October 2017 | 

Creating Value through Divestitures: Here’s How

Creating Value Through Divestitures

Over half of all mergers fail to create value in the long term, and in the short term the acquiring company’s share price typically falls. But when a company sells a part of its business, it tends to create value and improve stock performance. So why are there typically two acquisitions for every one divestiture?

“Businesses feel continuous pressure for growth,” says Wharton management professor and divestiture expert Emilie Feldman. “And, it can be exciting to expand the company’s boundaries. But paring down strategically through divestiture can actually improve both short- and long-term performance, help senior executives maintain focus, and reap rewards from investors.”

Feldman leads an elective session on divestitures in Wharton’s Mergers and Acquisitions program, explaining that while it might seem a counterintuitive offering, the session is designed to help participants develop a broader mindset. “M&A is one way to change the focus of your company, but you can also change it by moving in the opposite direction. Especially in the face of an acquisition, think about whether an area of your business should be reduced. Instead of being concerned only with growth, consider the overall scope of the company and how it might be improved by narrowing the focus.”

Because Feldman is the only researcher whose work is centered completely on the subject, the program provides valuable insights and rigorous content on divestitures that managers can’t get anywhere else. She says she enjoys sharing her work with practitioners who are or will be involved in the process. “I get to hear their real-world concerns and challenges, and can help them navigate divestitures with a systematic, two-stage approach.”

Her new framework is presented in two parts: the first centers on the decision-making process and the second on execution. Feldman says you need to look at your organization’s environment — in which circumstances should you think about divestiture as an appropriate response? And if you are considering it, which specific business makes sense to sell, and how do you do it? Once you make the decision, there are a number of mechanisms to choose from, including sell offs, spin offs, carve outs, and management buyouts.
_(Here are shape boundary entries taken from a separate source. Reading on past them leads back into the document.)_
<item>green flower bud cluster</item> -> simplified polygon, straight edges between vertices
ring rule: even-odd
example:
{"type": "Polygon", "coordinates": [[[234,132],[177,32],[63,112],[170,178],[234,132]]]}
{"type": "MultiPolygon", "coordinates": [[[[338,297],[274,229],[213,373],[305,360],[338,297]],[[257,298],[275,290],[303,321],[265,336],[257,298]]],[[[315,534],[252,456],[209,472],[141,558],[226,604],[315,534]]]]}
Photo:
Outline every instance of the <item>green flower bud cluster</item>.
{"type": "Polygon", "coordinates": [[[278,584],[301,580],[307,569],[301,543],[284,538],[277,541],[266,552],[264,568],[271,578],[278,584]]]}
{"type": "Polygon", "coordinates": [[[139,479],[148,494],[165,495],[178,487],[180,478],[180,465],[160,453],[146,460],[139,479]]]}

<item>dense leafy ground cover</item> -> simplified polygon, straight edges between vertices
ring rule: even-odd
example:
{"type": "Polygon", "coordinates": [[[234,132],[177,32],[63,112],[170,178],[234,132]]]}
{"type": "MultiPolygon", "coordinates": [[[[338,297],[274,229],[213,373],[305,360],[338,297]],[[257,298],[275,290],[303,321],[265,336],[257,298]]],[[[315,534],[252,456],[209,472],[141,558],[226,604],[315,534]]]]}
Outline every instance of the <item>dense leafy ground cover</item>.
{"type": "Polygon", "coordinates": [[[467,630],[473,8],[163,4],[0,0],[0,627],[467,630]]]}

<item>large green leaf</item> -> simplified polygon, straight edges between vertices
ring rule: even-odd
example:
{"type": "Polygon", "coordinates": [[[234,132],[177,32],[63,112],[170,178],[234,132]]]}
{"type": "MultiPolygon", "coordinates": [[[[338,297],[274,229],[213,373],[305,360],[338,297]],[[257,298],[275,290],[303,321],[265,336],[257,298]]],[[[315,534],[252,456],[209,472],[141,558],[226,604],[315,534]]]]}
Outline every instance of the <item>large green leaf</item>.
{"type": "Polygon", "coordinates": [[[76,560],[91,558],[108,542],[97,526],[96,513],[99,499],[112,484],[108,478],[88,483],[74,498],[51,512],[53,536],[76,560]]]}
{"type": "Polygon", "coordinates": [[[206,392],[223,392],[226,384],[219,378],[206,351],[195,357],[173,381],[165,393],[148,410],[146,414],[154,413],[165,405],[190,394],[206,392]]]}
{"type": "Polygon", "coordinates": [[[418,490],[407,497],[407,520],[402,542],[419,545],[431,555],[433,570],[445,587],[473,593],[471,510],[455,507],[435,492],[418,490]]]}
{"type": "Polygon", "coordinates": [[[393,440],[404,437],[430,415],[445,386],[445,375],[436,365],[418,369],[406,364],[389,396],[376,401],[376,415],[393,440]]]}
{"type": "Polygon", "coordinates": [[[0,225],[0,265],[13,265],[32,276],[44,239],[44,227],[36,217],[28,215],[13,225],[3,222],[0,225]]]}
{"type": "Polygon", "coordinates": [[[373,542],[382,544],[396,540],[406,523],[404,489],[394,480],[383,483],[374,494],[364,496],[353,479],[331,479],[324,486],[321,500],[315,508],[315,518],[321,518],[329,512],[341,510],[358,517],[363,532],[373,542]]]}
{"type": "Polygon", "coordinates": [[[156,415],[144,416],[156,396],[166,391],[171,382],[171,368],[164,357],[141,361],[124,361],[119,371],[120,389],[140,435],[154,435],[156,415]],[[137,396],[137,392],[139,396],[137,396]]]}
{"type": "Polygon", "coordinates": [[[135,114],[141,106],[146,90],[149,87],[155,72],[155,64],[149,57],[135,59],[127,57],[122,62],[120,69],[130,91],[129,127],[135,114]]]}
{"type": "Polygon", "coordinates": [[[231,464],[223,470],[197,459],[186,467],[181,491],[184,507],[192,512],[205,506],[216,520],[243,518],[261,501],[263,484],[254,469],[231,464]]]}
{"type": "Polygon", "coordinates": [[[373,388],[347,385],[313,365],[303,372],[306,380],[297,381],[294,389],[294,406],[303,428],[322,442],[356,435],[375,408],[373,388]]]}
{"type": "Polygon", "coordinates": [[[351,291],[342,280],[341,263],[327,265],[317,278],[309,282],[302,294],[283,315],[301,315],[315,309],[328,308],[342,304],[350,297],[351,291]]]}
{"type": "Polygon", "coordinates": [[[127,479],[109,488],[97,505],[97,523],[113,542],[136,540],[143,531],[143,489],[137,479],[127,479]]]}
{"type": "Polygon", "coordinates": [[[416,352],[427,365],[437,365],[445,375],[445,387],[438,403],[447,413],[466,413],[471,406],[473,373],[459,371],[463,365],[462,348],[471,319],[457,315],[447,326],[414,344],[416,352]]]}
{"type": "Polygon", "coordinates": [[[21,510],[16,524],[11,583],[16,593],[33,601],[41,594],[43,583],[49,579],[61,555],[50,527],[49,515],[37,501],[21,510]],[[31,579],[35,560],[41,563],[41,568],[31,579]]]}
In the execution phase, she explains the three steps managers need to take once the divestiture is underway. The first is focusing on the internal factors within the company that might need to be restructured, including compensation, HR, and resource allocation.

Second, Feldman says the focus should widen to the relationship between the divesting firm and the business they are divesting. “Did you get inputs from it? Are there managers who worked in both and got customers from both? How do you restructure those relationships that got changed because of the divestiture?”

Third, consider external factors: what will be affected outside the company? “How will you portray the divestiture to the investment community, for example,” she explains. “You are telescoping from purely internal issues, to relationships between companies, to purely external considerations. It’s a logical progression.”

Feldman says the stage with the greatest potential for failure — and therefore the one that should get special attention — is the intermediate one. “Making relationship-level decisions and dividing resources is especially challenging for managers. It’s difficult to unwind shared resources,” she explains. “Let’s say your marketing budget funded two parts of your business, one of which you’ve sold. Should you keep the budget at same level and use it all to fund the remaining business? In that scenario, you might end up spending too much. Or you could cut it in half, and potentially underfund the remaining business. It might not have been a true 50-50 split, or there may be overhead costs that were not considered.”

Ultimately, although divestitures are complex, their rewards are typically worth the effort. Understanding the process ahead of time and having a guiding framework allows managers to improve their decision-making and focus on the actions they need to take to derive maximum value.